Cevap öyle ulaşılması zor bir yerde değil, insanın ta kendisinde saklı. Bildiğiniz gibi insanın beyni iki ana kısımdan oluşur. Bunlar sağ ve sol beyin olarak adlandırılırlar. Sağ beyin daha çok mecaz kavramları anlamlandırmaya çalışır, gerçek üstü hayaller kurar, yaratıcılığını konuşturur yani temelde sanatla ilgilenir. Sol beyin ise tam tersine analitik düşünme becerisini kullanmaya çabalar, sorunları analiz edip mantık çerçevesinde değerlendirir yani bilimin gereksinimlerini karşılar. Bizi diğer tüm canlılardan ayıran ve bizi üstün kılan düşünme işlemini gerçekleştirdiğimiz, belki de en önemli organımızda bile bilim ve sanat kendini gösteriyorken hayatımızı şekillendirdiklerini inkar etmek, var olanı yok saymak olurdu.

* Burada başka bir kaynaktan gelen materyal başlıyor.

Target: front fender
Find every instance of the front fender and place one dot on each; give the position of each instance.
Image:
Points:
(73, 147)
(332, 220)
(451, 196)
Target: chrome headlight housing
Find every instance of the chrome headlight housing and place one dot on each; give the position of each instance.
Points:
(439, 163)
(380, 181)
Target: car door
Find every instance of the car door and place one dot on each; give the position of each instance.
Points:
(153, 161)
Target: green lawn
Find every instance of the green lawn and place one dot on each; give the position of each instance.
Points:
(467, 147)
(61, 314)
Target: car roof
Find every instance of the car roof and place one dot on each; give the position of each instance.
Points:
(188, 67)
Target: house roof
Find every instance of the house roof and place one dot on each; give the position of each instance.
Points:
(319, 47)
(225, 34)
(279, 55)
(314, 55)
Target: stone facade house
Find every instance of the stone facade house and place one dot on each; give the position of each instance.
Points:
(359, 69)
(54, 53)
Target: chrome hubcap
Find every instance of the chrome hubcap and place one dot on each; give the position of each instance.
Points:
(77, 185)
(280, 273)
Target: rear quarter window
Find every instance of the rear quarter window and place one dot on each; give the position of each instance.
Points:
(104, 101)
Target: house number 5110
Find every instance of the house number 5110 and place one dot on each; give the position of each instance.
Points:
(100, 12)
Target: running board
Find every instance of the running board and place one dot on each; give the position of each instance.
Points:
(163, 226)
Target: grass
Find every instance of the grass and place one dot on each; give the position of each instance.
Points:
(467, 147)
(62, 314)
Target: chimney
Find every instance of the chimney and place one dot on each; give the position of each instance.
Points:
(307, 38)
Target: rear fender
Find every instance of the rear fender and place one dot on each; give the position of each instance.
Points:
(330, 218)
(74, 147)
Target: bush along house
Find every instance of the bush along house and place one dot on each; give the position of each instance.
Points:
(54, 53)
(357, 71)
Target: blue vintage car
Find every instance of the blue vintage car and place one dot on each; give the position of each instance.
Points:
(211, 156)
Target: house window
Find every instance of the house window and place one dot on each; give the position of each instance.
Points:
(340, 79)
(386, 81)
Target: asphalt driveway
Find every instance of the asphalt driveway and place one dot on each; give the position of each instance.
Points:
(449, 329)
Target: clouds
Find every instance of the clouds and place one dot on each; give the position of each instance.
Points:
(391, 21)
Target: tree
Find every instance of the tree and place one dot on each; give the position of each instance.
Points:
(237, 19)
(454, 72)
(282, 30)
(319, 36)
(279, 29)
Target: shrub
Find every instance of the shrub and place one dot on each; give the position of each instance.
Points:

Artık neden bilim ve sanatın o kadar önemli olduğunu biliyoruz, çünkü onlar bizim doğamız. Peki, onları toplumlar için bu kadar önemli ve hayati yapan ne? İnsanın kendisi için ne önemli yapıyorsa toplumlar için de o önemli yapıyor: hayatta kalma. Tarih boyunca hep yeni yeşeren filizler gibi ortaya çıkan yeni toplumlar vardır, yavaşça büyürler ve hayatta kalmaya çalışırlar. Doğanın kanunudur bu değişemez, güçlü olan yaşar eninde sonunda. Yapılan savaşlar, politika, ticaret hepsi de hayatta kalmaya çalışan toplumların feryatlarıdır. Dünyada kendilerine bir yer,
kalıcı olanından, edinmeye çalışırlar çünkü toplum olarak yaşamak bunu gerektirir, kendinden sonraki nesilleri ve ondan sonrakileri düşünmek gerekir. İşte onca çabanın altında bu basit içgüdü yatar. Diğerlerinden daha güçlü olmak için de diğerlerine üstünlük kurmaları gerekir. Bunun için ise türlü türlü yollar keşfetmiştir insanoğlu, şiddet kullanarak boyunduruğu altına alır istediği toplumu ya da onları zekasıyla yenmeye çalışır. Fakat her zaman bilimde ve sanatta ilerlemiş toplumlar en baskın ve güçlü toplumlardır.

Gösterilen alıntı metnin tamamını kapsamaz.